ICBC International has made a senior Hong-Kong based equities hire as Chinese banks flex their muscles in a sector where Western banks have been paring back.
Rachel Chan has joined ICBC as an executive director, following a three-year stint in Chinese and Hong Kong equities for Agricultural Bank of China (ABC), according to her online profile.
Chan’s career started in 2007 when she joined BNP Paribas in an institutional equity sales role. She stayed at BNP in Hong Kong for four years before moving to the local office of Australian boutique Argonaut Securities, where she worked for 12 months as an equity salesperson focused on natural resources.
Equities professionals with experience of Chinese stocks are generally sought after in Hong Kong. Rising demand is being fuelled by the stock connect programmes, continued liberalisation of China’s securities market, and index publisher MSCI’s landmark decision last year to include China-listed shares in its emerging-markets benchmark.
Chinese firms are driving much of the current equities hiring, however, in the wake of cutbacks by Western rivals in Hong Kong over the past three years.
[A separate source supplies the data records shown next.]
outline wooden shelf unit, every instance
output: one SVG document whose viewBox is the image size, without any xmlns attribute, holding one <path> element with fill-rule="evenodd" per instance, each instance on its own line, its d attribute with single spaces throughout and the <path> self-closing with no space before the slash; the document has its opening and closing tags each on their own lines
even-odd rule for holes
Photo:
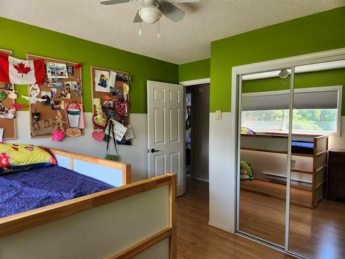
<svg viewBox="0 0 345 259">
<path fill-rule="evenodd" d="M 310 202 L 301 204 L 302 206 L 315 208 L 319 201 L 326 195 L 327 164 L 328 153 L 328 136 L 315 135 L 293 135 L 293 137 L 297 140 L 310 141 L 314 144 L 313 154 L 293 153 L 293 156 L 306 157 L 313 158 L 313 171 L 302 170 L 298 169 L 291 169 L 291 172 L 312 175 L 312 186 L 310 188 L 311 195 Z M 268 152 L 280 154 L 287 154 L 288 135 L 284 134 L 255 134 L 255 135 L 241 135 L 241 149 L 258 152 Z M 261 148 L 264 146 L 265 148 Z M 277 181 L 275 181 L 277 182 Z M 246 187 L 248 191 L 249 186 Z M 297 186 L 291 185 L 292 189 Z M 306 187 L 304 187 L 306 189 Z M 260 189 L 259 188 L 259 190 Z M 256 192 L 260 191 L 256 190 Z M 267 195 L 267 192 L 262 191 Z M 274 193 L 274 192 L 273 192 Z M 273 195 L 271 193 L 271 195 Z M 275 195 L 275 197 L 279 198 Z M 305 199 L 304 199 L 305 200 Z M 293 200 L 291 202 L 294 203 Z"/>
</svg>

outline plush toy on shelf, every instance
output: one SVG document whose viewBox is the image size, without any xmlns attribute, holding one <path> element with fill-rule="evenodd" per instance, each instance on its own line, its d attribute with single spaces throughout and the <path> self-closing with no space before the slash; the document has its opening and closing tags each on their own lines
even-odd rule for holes
<svg viewBox="0 0 345 259">
<path fill-rule="evenodd" d="M 253 169 L 248 162 L 241 161 L 241 180 L 253 180 L 254 177 L 253 175 Z"/>
</svg>

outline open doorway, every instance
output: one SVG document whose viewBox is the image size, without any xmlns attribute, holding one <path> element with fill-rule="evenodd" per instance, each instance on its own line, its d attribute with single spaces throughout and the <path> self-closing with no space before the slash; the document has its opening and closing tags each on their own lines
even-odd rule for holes
<svg viewBox="0 0 345 259">
<path fill-rule="evenodd" d="M 210 84 L 186 87 L 186 176 L 208 182 Z M 188 184 L 186 185 L 188 189 Z M 188 190 L 187 190 L 188 191 Z"/>
</svg>

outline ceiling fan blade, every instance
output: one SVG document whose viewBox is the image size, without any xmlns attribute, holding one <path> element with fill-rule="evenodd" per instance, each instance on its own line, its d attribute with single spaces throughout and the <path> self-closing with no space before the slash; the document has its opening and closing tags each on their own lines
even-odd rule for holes
<svg viewBox="0 0 345 259">
<path fill-rule="evenodd" d="M 140 15 L 139 15 L 139 11 L 140 8 L 138 9 L 137 11 L 137 14 L 135 15 L 135 17 L 134 17 L 133 23 L 139 23 L 141 21 L 143 21 L 141 17 L 140 17 Z"/>
<path fill-rule="evenodd" d="M 171 0 L 170 3 L 198 3 L 200 0 Z"/>
<path fill-rule="evenodd" d="M 132 1 L 133 0 L 101 0 L 100 3 L 102 5 L 110 6 L 110 5 L 115 5 L 117 3 L 129 3 Z"/>
<path fill-rule="evenodd" d="M 182 19 L 186 15 L 186 12 L 169 2 L 164 1 L 161 3 L 159 9 L 163 15 L 172 21 L 179 21 Z"/>
</svg>

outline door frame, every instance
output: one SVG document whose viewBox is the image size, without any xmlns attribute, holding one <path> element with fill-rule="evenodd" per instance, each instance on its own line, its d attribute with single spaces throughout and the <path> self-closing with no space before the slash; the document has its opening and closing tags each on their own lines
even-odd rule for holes
<svg viewBox="0 0 345 259">
<path fill-rule="evenodd" d="M 233 218 L 233 229 L 231 229 L 231 232 L 235 233 L 236 234 L 239 234 L 240 236 L 244 236 L 246 238 L 248 238 L 250 239 L 253 240 L 255 242 L 260 242 L 265 245 L 268 245 L 270 247 L 274 249 L 277 249 L 280 251 L 285 252 L 286 253 L 293 255 L 294 256 L 299 257 L 298 255 L 294 254 L 293 253 L 290 253 L 288 251 L 288 226 L 289 226 L 289 204 L 288 204 L 288 198 L 290 196 L 290 190 L 286 186 L 286 238 L 287 240 L 285 240 L 285 246 L 284 249 L 272 246 L 271 244 L 267 243 L 264 240 L 261 240 L 256 237 L 250 236 L 250 235 L 243 234 L 239 231 L 239 179 L 238 177 L 239 174 L 239 164 L 238 162 L 239 156 L 238 156 L 238 149 L 239 147 L 238 146 L 238 144 L 239 143 L 239 119 L 241 119 L 239 117 L 239 104 L 240 99 L 239 98 L 239 93 L 241 93 L 241 79 L 240 77 L 243 75 L 246 74 L 252 74 L 252 73 L 257 73 L 265 72 L 267 70 L 274 70 L 279 69 L 279 68 L 294 68 L 297 66 L 302 65 L 308 65 L 313 63 L 322 63 L 327 61 L 336 61 L 339 59 L 345 59 L 345 48 L 322 51 L 319 52 L 310 53 L 306 55 L 298 55 L 298 56 L 293 56 L 290 57 L 273 59 L 268 61 L 264 62 L 258 62 L 253 63 L 243 66 L 234 66 L 232 68 L 232 79 L 231 79 L 231 122 L 232 125 L 229 125 L 229 127 L 231 127 L 233 129 L 233 132 L 234 133 L 234 136 L 233 140 L 231 140 L 230 143 L 229 143 L 231 148 L 233 150 L 237 151 L 235 153 L 235 155 L 233 157 L 230 157 L 230 162 L 233 165 L 231 170 L 233 172 L 230 172 L 230 177 L 235 178 L 234 186 L 230 186 L 234 190 L 234 200 L 230 201 L 235 204 L 235 208 L 233 208 L 233 214 L 230 215 L 232 218 Z M 292 79 L 293 80 L 293 79 Z M 293 83 L 293 81 L 292 81 Z M 291 99 L 293 97 L 291 97 Z M 290 102 L 292 102 L 290 99 Z"/>
<path fill-rule="evenodd" d="M 211 81 L 210 77 L 202 78 L 200 79 L 194 79 L 194 80 L 180 81 L 179 84 L 181 84 L 182 86 L 184 86 L 184 101 L 186 102 L 186 86 L 197 86 L 200 84 L 210 84 L 210 81 Z M 193 99 L 192 99 L 192 106 L 193 106 Z M 184 122 L 186 122 L 186 113 L 184 113 Z M 192 117 L 192 119 L 193 119 L 193 117 Z M 193 129 L 192 129 L 192 134 L 193 134 Z M 191 141 L 192 141 L 191 147 L 193 148 L 193 140 L 191 140 Z M 186 136 L 184 137 L 184 146 L 186 147 Z M 208 151 L 208 153 L 209 153 L 209 151 Z M 191 152 L 190 152 L 190 160 L 192 160 L 192 158 L 193 158 L 193 149 L 191 150 Z M 190 161 L 190 164 L 191 164 L 191 169 L 193 170 L 193 162 L 192 161 Z M 184 193 L 186 193 L 186 152 L 184 153 L 184 180 L 185 180 L 185 181 L 184 181 Z M 193 178 L 193 173 L 191 173 L 191 176 Z M 196 179 L 196 178 L 195 178 L 195 179 Z M 198 179 L 196 179 L 196 180 L 198 180 Z"/>
</svg>

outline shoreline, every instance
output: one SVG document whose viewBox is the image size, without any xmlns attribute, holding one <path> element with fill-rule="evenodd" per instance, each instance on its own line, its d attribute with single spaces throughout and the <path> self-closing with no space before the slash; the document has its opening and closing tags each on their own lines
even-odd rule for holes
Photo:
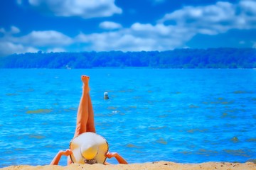
<svg viewBox="0 0 256 170">
<path fill-rule="evenodd" d="M 212 170 L 212 169 L 237 169 L 237 170 L 255 170 L 256 164 L 253 162 L 246 163 L 231 163 L 231 162 L 204 162 L 200 164 L 180 164 L 171 162 L 146 162 L 142 164 L 112 164 L 112 165 L 102 165 L 102 164 L 73 164 L 66 166 L 61 166 L 57 165 L 44 165 L 44 166 L 29 166 L 29 165 L 17 165 L 10 166 L 7 167 L 1 168 L 1 170 L 38 170 L 38 169 L 52 169 L 52 170 L 137 170 L 137 169 L 147 169 L 147 170 L 179 170 L 179 169 L 189 169 L 189 170 Z"/>
</svg>

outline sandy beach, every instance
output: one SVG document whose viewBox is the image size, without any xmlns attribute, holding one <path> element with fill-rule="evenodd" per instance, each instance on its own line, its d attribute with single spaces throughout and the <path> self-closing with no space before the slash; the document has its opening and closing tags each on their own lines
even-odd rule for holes
<svg viewBox="0 0 256 170">
<path fill-rule="evenodd" d="M 128 165 L 116 164 L 116 165 L 102 165 L 102 164 L 73 164 L 67 166 L 11 166 L 0 169 L 1 170 L 38 170 L 38 169 L 52 169 L 52 170 L 137 170 L 137 169 L 162 169 L 162 170 L 197 170 L 197 169 L 225 169 L 225 170 L 255 170 L 256 164 L 253 162 L 247 162 L 243 164 L 240 163 L 229 163 L 229 162 L 206 162 L 201 164 L 177 164 L 169 162 L 149 162 L 143 164 L 132 164 Z"/>
</svg>

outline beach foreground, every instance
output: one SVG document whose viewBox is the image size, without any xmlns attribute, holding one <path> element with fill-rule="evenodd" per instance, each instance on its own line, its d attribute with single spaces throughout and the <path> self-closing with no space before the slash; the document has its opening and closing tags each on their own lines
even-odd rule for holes
<svg viewBox="0 0 256 170">
<path fill-rule="evenodd" d="M 38 170 L 38 169 L 53 169 L 53 170 L 126 170 L 126 169 L 163 169 L 163 170 L 179 170 L 179 169 L 238 169 L 238 170 L 255 170 L 256 164 L 252 162 L 247 162 L 243 164 L 240 163 L 229 163 L 229 162 L 207 162 L 201 164 L 177 164 L 170 162 L 149 162 L 143 164 L 116 164 L 116 165 L 102 165 L 102 164 L 73 164 L 67 166 L 27 166 L 27 165 L 19 165 L 19 166 L 11 166 L 5 168 L 0 169 L 1 170 Z"/>
</svg>

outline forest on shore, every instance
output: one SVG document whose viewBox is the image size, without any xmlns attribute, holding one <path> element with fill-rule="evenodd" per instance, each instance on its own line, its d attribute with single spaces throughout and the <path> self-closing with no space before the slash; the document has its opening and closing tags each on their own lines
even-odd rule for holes
<svg viewBox="0 0 256 170">
<path fill-rule="evenodd" d="M 88 69 L 256 68 L 255 48 L 176 49 L 168 51 L 14 54 L 0 57 L 0 68 Z"/>
</svg>

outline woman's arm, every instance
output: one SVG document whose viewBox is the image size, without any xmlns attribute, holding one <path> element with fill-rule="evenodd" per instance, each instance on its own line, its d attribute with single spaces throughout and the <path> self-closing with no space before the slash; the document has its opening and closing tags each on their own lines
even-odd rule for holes
<svg viewBox="0 0 256 170">
<path fill-rule="evenodd" d="M 51 165 L 58 165 L 58 162 L 60 162 L 60 159 L 61 158 L 61 156 L 69 156 L 72 154 L 72 151 L 70 149 L 66 149 L 65 151 L 59 151 L 56 156 L 53 158 L 53 161 L 50 162 Z"/>
<path fill-rule="evenodd" d="M 119 164 L 128 164 L 128 162 L 122 157 L 121 157 L 119 154 L 117 154 L 117 152 L 107 152 L 106 154 L 106 157 L 107 158 L 112 158 L 112 157 L 115 157 L 115 159 L 117 159 L 117 160 L 118 161 L 118 162 Z"/>
</svg>

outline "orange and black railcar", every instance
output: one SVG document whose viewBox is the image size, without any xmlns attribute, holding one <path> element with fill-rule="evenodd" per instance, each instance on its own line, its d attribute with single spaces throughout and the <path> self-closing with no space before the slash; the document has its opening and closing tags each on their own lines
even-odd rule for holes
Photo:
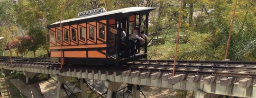
<svg viewBox="0 0 256 98">
<path fill-rule="evenodd" d="M 79 13 L 78 18 L 62 21 L 61 25 L 61 21 L 53 23 L 47 26 L 51 61 L 63 58 L 70 64 L 120 64 L 146 58 L 147 46 L 131 48 L 129 42 L 134 41 L 129 40 L 128 35 L 136 26 L 147 34 L 149 13 L 155 9 L 131 7 L 106 11 L 99 8 Z M 124 41 L 120 40 L 123 31 L 127 35 Z M 133 49 L 136 52 L 131 52 Z"/>
</svg>

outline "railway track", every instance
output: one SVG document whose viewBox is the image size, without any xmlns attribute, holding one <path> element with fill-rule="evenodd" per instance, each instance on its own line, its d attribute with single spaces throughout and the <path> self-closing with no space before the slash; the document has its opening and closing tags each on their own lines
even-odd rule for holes
<svg viewBox="0 0 256 98">
<path fill-rule="evenodd" d="M 0 57 L 0 62 L 9 63 L 9 58 Z M 53 69 L 58 69 L 59 63 L 51 62 L 48 59 L 37 59 L 14 57 L 12 59 L 14 64 L 30 63 L 41 66 L 47 66 Z M 171 76 L 173 71 L 173 61 L 138 60 L 128 62 L 122 65 L 64 65 L 64 69 L 71 70 L 91 69 L 106 70 L 122 72 L 158 72 L 161 74 Z M 15 67 L 15 66 L 14 66 Z M 177 61 L 175 65 L 175 74 L 214 75 L 217 76 L 232 77 L 236 78 L 256 78 L 256 62 L 230 61 Z"/>
</svg>

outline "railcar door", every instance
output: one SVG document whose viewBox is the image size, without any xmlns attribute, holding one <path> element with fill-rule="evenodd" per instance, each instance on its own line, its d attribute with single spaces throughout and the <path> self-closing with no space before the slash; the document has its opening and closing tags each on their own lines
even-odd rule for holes
<svg viewBox="0 0 256 98">
<path fill-rule="evenodd" d="M 108 42 L 107 44 L 108 50 L 107 53 L 110 57 L 117 59 L 117 33 L 118 30 L 117 29 L 111 27 L 109 28 Z"/>
</svg>

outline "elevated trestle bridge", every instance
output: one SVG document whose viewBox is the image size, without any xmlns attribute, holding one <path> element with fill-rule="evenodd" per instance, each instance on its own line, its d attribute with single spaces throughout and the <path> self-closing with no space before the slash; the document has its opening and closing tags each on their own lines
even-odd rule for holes
<svg viewBox="0 0 256 98">
<path fill-rule="evenodd" d="M 36 73 L 55 75 L 58 81 L 57 98 L 63 98 L 61 88 L 68 77 L 102 80 L 107 98 L 112 98 L 122 83 L 133 84 L 132 98 L 139 98 L 137 86 L 158 87 L 194 91 L 196 98 L 217 98 L 219 95 L 256 98 L 256 62 L 177 61 L 173 75 L 173 61 L 141 60 L 119 65 L 71 65 L 63 66 L 49 59 L 0 57 L 0 68 L 6 76 L 12 71 L 22 71 L 28 82 Z M 82 96 L 87 90 L 81 89 Z"/>
</svg>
Credit Suisse culled dozens from its Asian equities operations last year after a slump in revenues. Barclays, Deutsche Bank, BNP Paribas, CLSA, Nomura, CIMB and Jefferies have also cut jobs, while Standard Chartered shuttered its entire Asian equities unit in 2015. As we noted this February, 2017 equities bonuses at US and European banks – with the exception of Citi – were disappointing.
While Chinese firms have taken on some of the equities traders, salespeople and researchers that Western banks have axed, they still mainly hire equities staff from each other – as they do in other front-office functions in Hong Kong.
Chan’s current and former banks, ICBC and ABC (the world’s first and third largest banks by assets, respectively), are at the forefront of this battle for talent. As we reported last month, fixed-income specialist Fanky Miu has recently moved in the opposite direction to Chan. He left ICBC to join ABC as head of fixed income.